Silurian on shed at York MPD 2nd April 1964 – Nigel Kendall
No. 60121 at Platform 10 Newcastle Central 21st May 1964 – Michael Denholm
The last two years of No. 60121’s life continued with a similar mix of traffic. Passenger trains from different locations appeared although No. 60121 presumably just hauled them on their final legs; 1V67 from Manchester on 13th December 1963, 10th April and 22nd May 1964; arriving at 17:25hrs on 4th July that year with the train from Lowestoft; and bringing in the train from Bournemouth on 25th June 1965. We know that it pulled the ex-Liverpool train from York to Newcastle on 27th February 1965. The stopping 2G85 Newcastle-Berwick was run on 1st June 1964. Silurian’s final named express on record was the 1A37 up ‘Northumbrian’ on 3rd March 1965. Goods trains included a down pigeons at Newcastle on the following 12th January. While the Bournemouth train referred to earlier is our last detailed log, we know that No. 60121 reached Edinburgh again as it was observed at St. Margarets shed (64A) on 3rd and 17th July. The final observation for Silurian was, appropriately, at its home shed on 30th August although around this time it was also recorded at Healey Mills marshalling yard with freight trains, becoming the only LNER Pacific ever seen on the Calder Valley line.

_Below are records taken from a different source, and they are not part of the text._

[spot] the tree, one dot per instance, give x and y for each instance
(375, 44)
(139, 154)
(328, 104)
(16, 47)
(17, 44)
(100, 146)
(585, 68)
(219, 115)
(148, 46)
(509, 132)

A photo worth including because of its scarcity – No. 60121 at Healey Mills – Steve Armitage
Withdrawal from service came on 4th October 1965. No. 60121 had carried seven boilers in its time. Silurian was one of the first A1s to be built and one of the last ones to survive. Already 36 had been withdrawn and No. 60121 was one of ten to go that month. Scrapping took place at T. W. Ward, Killamarsh in November. Its racehorse name was certainly appropriate for much of its work speeding along the East Coast Main Line.
This history was compiled by Phil Champion based on a database compiled by Tommy Knox and with reference to the RCTS book “Locomotives of the LNER Part 2A” as background. Revised and updated by Graham Langer, May 2020.